И кто-то в клубе ещё через сто лет сказал мне, что, мол, вот: был человек, а стал кусок мяса в морозилке. Сами знаете – народу вокруг мрёт толпы, и почему меня так прибило именно этим суицидом – точно сказать не могу. Курить даже стал больше – чисто на нервной почве, ха-ха. Но: теперь у меня есть свой собственный закон Мадисона: я разговариваю со всеми вами, шершни вы мои, так, будто вы, каждый, больны на всю голову. Ну а теперь немного музыки. Вы не находите, что Марвин Гэй, в 1964 году сочинивший и записавший эту песню, Pretty Little Baby, опередил время? Такие, как бы, прихотливые гармонии в те годы и в таком городе, как Детройт, другие авторы и исполнители ещё не использовали, и похоже это на Англию середины 70-х, на Steve Harley & Cockney Rebel.
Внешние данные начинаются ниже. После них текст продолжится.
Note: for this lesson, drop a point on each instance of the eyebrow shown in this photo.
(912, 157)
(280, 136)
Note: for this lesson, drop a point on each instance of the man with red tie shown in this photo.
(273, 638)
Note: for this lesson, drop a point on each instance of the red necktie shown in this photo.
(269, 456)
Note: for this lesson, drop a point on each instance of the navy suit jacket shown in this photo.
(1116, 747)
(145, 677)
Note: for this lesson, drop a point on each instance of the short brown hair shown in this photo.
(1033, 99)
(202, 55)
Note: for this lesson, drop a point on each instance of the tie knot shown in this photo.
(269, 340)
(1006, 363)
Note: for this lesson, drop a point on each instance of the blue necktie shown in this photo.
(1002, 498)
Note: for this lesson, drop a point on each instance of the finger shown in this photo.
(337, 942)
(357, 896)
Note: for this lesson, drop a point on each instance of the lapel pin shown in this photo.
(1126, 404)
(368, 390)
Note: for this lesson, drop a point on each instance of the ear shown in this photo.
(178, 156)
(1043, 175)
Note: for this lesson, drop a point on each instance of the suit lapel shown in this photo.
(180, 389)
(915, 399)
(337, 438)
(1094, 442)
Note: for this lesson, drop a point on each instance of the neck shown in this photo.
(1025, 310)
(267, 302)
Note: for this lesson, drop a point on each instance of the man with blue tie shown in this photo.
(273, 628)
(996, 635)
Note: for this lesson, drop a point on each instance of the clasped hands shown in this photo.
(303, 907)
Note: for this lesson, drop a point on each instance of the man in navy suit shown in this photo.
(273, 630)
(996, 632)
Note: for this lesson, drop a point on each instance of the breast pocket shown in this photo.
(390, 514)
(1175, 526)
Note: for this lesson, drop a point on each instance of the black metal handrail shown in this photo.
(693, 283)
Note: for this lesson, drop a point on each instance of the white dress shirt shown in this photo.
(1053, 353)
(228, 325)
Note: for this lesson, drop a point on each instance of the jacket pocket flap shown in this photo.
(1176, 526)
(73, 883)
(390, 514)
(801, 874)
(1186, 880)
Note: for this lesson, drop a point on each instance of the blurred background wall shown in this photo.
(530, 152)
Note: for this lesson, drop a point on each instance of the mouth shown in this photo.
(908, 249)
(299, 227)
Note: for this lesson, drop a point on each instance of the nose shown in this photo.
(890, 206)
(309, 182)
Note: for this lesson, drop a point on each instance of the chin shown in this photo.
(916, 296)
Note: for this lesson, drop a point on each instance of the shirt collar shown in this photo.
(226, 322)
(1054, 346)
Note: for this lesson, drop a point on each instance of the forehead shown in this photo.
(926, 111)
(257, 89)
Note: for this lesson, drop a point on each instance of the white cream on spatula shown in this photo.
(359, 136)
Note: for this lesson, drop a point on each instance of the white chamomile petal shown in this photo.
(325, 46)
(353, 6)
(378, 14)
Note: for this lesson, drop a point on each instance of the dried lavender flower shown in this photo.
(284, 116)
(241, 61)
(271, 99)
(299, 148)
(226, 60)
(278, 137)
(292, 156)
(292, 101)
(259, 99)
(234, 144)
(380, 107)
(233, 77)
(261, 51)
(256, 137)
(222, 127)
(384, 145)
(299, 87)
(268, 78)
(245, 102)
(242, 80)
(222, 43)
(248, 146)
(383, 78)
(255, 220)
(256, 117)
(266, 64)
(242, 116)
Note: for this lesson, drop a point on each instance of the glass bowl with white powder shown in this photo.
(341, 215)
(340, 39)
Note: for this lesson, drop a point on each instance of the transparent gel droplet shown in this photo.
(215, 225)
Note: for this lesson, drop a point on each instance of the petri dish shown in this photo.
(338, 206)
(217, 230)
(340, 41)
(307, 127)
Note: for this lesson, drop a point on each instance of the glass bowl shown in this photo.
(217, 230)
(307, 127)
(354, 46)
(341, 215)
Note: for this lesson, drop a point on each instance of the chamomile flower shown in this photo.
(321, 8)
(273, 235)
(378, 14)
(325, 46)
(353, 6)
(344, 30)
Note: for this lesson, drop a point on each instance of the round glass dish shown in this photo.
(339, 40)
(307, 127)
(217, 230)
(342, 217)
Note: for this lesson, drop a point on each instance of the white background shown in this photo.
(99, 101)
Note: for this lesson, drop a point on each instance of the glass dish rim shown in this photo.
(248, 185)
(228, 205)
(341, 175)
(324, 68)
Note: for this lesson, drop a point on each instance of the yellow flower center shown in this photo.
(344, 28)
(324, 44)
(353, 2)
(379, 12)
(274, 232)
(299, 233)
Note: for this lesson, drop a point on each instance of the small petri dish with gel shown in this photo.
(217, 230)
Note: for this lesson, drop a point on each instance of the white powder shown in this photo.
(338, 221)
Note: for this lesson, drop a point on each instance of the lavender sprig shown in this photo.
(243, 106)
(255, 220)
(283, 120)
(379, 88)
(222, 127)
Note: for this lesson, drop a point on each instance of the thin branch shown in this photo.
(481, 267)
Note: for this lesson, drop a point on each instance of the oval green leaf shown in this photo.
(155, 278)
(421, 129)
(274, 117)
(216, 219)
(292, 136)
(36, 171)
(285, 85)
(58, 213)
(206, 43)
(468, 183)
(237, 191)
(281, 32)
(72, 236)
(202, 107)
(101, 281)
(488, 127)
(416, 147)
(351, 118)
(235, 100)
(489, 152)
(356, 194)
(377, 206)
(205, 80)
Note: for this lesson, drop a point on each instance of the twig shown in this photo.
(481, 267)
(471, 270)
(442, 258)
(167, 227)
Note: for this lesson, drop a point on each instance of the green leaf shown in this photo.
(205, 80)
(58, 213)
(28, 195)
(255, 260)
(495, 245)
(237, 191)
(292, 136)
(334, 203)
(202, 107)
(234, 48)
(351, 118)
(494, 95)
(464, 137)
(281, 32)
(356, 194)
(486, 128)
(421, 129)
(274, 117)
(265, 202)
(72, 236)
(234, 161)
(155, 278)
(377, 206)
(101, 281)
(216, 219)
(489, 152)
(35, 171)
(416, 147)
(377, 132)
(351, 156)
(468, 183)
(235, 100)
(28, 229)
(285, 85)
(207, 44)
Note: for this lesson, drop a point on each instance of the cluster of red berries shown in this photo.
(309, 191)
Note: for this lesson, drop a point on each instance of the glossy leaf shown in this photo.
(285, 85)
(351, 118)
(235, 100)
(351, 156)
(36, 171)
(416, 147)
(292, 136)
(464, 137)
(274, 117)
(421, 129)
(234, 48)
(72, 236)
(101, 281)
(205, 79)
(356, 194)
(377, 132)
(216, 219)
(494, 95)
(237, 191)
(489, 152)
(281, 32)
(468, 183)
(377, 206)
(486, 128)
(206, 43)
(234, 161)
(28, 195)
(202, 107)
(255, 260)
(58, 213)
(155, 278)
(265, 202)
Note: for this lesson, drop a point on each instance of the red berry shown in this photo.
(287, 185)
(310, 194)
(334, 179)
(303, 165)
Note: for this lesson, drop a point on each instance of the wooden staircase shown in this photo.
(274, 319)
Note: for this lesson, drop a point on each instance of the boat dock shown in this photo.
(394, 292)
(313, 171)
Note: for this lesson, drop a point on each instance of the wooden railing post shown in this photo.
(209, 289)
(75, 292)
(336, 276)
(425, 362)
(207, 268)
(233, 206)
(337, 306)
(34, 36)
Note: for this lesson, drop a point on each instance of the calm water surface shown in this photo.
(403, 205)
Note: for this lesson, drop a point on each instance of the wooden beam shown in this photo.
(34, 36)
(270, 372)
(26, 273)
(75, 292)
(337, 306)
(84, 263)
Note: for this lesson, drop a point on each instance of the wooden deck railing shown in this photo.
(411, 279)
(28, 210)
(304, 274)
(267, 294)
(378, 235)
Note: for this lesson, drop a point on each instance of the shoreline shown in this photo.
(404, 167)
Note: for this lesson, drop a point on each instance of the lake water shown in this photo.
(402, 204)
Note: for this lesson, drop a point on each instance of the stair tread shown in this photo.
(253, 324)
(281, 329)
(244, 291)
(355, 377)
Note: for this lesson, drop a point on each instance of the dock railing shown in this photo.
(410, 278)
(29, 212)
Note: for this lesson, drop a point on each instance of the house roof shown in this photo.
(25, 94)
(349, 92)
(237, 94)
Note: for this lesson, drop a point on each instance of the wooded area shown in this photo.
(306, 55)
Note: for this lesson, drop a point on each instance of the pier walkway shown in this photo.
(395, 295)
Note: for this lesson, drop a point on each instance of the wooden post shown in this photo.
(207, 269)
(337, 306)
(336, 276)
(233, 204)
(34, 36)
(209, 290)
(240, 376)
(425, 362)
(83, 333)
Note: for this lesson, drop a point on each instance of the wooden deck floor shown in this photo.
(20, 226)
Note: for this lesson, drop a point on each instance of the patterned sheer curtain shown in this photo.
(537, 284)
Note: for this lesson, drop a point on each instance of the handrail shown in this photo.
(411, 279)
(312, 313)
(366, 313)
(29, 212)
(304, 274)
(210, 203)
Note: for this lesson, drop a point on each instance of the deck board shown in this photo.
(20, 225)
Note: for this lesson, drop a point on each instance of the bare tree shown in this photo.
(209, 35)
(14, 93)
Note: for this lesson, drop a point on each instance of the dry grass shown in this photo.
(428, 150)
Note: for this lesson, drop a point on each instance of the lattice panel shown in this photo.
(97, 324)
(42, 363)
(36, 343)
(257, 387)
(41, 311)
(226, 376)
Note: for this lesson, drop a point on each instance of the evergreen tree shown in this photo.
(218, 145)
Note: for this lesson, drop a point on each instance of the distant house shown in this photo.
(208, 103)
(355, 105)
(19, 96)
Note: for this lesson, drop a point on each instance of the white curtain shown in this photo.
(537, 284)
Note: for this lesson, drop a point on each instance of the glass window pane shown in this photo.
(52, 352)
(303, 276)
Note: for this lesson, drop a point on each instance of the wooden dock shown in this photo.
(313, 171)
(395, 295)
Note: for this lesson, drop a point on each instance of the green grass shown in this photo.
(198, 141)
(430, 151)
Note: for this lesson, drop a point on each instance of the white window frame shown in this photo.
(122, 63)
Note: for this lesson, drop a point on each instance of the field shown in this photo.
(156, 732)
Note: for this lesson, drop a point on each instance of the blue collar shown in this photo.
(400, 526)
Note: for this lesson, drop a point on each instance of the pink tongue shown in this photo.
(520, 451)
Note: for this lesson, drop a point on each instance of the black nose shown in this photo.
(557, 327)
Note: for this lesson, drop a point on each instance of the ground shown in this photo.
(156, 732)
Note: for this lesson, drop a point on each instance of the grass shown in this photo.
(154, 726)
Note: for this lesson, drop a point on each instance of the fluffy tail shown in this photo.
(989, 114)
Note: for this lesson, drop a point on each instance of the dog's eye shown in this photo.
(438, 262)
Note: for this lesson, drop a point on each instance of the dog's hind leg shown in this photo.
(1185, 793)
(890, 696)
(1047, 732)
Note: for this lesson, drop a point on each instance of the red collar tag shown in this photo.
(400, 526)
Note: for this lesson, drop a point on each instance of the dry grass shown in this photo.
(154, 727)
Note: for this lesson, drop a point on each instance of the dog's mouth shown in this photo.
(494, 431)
Тело Парижа – города, почти полностью состоящего из сливающихся оттенков книжных страниц, свежей выпечки и обнажённой человеческой кожи – в воображении возникают размытые любовники, на месте которых может быть совершенно каждый, валяющиеся в перерыве с томиком под нечитаемым названием и с символами круассанов в руках, – прекрасное тёплое тело Парижа светло, стройно, притягательно и безопасно. Но есть здесь и районы – родинки, грохочущие и пульсирующие звуками, как гигантский геттобластер в каком-нибудь постиндустриальном чёрном колизее, соответствующим образом раскрашенные краской из баллончиков.